Miasto w chmurach – Anthony Doerr

„Czy istnieje księga zawierająca cały świat i tajemnice nie z tego świata?”


Urzekła mnie ta powieść. Jej czuły hołd złożony magii i sile słowa zapisanego w książkach. Zauroczyło jej wybitnie humanistyczne przesłanie, tak bardzo potrzebne dzisiejszemu światu.
To trochę baśń, trochę science fiction, trochę powieść historyczna i wreszcie współczesny dramat. Zdawałoby się ryzykowane połączenie, a jednak autor, dzięki swojemu niebywałemu warsztatowi pisarskiemu i literackiej wrażliwości, skomponował dzieło zachwycające i dające do myślenia. Ileż trzeba przeżyć, ile doświadczyć dobra i zła, ile mieć w sobie pokory, aby móc, tak jak jeden z bohaterów, powiedzieć: „Świat taki, jaki jest, wystarczy.”

Bohaterom w różnych przestrzeniach czasowych towarzyszy historia Aetona – pastuszka, który przez przypadek zostaje zamieniony w osła, potem w rybę uwięzioną w czeluści wieloryba i wreszcie wronę. Wędruje przez świat, aby odnaleźć krainę, gdzie nie ma cierpienia. Absurdalna historia? A może metafora kryjąca przesłanie całej powieści? Warto rozpocząć literacką podróż drogą prowadzącą do odkrycia miasta w chmurach. Warto odkryć… swoje własne miasto w chmurach wraz z Anną i Omeirem w XV wiecznym Konstantynopolu, Zenem i Seymourem we współczesnej Ameryce, Konstance na statku kosmicznym, zmierzającym do odległej planety BetaOph2.

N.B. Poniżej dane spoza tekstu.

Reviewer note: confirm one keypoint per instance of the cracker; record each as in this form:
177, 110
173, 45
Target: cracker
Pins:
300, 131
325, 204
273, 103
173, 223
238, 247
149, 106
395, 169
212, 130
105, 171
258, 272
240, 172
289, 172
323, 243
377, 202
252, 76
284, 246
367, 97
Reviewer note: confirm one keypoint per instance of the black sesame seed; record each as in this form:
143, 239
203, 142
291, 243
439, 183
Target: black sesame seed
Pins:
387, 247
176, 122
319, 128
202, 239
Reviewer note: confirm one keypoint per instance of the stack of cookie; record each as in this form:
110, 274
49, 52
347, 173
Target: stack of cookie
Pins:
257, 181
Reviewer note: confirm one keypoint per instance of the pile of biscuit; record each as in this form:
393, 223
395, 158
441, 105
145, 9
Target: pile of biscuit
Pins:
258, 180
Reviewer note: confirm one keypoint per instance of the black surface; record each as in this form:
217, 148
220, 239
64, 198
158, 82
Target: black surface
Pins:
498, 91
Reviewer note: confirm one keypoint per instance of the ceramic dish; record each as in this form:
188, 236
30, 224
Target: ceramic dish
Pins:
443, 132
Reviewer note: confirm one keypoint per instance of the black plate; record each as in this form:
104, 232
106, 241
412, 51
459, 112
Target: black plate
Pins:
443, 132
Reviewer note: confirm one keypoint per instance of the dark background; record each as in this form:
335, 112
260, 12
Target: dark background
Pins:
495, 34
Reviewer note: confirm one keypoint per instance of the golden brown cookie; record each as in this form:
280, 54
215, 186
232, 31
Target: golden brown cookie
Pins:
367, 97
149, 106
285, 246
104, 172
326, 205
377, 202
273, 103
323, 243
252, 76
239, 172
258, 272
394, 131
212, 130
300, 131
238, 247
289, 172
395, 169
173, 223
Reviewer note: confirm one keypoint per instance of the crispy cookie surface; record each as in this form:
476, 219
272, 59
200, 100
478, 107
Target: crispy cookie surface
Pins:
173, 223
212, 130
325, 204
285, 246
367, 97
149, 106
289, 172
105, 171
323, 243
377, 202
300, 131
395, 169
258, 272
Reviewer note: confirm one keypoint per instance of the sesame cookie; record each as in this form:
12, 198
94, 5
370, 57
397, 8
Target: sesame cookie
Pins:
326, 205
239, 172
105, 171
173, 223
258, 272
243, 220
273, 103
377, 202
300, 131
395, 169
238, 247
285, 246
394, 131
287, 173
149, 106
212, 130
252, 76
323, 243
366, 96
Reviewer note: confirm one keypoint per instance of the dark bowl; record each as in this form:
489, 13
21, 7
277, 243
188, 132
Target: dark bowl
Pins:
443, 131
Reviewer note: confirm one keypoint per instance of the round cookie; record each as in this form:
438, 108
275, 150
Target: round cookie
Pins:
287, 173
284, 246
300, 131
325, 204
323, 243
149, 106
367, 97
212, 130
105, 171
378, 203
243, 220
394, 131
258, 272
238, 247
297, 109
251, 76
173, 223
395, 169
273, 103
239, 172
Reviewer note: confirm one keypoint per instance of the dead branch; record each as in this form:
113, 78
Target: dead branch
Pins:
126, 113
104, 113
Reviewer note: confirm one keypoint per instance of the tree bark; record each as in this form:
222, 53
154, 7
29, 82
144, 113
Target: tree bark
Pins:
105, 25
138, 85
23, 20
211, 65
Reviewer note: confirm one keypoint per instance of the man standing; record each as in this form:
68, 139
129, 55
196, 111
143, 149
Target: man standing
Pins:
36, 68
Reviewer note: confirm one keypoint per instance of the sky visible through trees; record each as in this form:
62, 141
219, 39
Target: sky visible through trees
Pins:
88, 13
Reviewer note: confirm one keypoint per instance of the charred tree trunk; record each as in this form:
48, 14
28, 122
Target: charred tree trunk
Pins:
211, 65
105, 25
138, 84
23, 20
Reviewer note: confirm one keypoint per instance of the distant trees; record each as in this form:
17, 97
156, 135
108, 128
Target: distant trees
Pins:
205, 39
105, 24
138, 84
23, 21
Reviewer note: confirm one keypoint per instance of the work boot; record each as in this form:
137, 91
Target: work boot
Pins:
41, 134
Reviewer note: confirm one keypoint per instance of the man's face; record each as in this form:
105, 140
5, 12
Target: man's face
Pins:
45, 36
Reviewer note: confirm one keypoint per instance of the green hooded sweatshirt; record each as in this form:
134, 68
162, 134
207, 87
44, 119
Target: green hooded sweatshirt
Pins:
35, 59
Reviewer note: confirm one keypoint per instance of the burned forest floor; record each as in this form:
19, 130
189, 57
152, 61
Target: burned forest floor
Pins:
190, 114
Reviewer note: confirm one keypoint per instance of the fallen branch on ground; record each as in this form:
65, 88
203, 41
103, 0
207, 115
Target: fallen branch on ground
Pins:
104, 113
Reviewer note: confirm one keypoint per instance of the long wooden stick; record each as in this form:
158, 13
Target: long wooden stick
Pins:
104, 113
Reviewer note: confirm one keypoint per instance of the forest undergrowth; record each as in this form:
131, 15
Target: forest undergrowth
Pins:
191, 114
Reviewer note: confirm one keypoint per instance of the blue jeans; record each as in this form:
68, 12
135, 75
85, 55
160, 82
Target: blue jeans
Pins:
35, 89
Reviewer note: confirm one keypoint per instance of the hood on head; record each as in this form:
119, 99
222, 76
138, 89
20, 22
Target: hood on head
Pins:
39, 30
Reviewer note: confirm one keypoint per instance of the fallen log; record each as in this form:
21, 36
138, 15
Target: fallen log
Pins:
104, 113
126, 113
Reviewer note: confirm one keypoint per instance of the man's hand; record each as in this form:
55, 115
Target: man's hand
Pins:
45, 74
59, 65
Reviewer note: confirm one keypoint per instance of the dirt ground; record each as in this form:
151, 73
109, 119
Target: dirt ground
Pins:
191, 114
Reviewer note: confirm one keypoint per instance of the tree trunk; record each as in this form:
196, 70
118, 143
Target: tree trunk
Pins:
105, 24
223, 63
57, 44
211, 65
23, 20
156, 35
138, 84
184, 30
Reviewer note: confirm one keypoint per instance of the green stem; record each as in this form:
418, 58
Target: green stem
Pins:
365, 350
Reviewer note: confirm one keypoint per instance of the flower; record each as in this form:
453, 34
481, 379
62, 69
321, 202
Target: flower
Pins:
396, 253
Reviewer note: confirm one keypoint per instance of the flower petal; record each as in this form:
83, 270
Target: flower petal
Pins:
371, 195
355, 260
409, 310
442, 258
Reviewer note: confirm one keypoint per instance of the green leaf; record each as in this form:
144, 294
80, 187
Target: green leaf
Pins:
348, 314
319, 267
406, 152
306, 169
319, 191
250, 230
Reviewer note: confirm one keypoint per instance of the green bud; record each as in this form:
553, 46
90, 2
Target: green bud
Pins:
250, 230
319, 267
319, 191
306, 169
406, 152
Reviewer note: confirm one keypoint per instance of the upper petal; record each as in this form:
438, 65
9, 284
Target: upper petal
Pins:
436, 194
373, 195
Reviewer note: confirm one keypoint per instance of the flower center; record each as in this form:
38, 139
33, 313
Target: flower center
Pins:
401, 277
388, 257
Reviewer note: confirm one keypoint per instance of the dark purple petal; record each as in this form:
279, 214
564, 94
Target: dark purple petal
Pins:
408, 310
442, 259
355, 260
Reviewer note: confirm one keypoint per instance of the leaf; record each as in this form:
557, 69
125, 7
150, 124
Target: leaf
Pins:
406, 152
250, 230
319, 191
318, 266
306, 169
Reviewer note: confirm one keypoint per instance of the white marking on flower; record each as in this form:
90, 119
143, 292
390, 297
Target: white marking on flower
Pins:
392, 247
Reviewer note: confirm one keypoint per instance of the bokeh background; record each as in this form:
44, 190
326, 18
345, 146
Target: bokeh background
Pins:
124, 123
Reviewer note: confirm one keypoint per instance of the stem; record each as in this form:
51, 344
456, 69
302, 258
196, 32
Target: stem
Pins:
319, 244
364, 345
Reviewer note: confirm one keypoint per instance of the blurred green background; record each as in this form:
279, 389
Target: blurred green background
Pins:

Powieść, niczym biblioteczny katalog szufladkowy, kryje bogactwo tematów, emocji i wrażeń. Kompletna, wciągająca historia. Piękna historia. 
Takie książki chcę czytać!


Zapisane cytaty:


„Nieznajomy, kimkolwiek jesteś, otwórz mnie, a dowiesz się rzeczy zdumiewających.”

„Tutaj uzyskasz odpowiedzi.” (napis w bibliotece)

„Każda z tych książek, jest drzwiami, bramą do innego miejsca, innego czasu. Masz przed sobą całe życie i te książki do samego końca będą twoje.”

„Tekst, książka to miejsce spoczynku dla wspomnień ludzi, którzy żyli przed nami. Sposób na to, żeby pamięć została utrwalona, po tym jak dusza uleci stąd daleko.”

„Bohater walczy za tych, którzy nie mogą się bronić.”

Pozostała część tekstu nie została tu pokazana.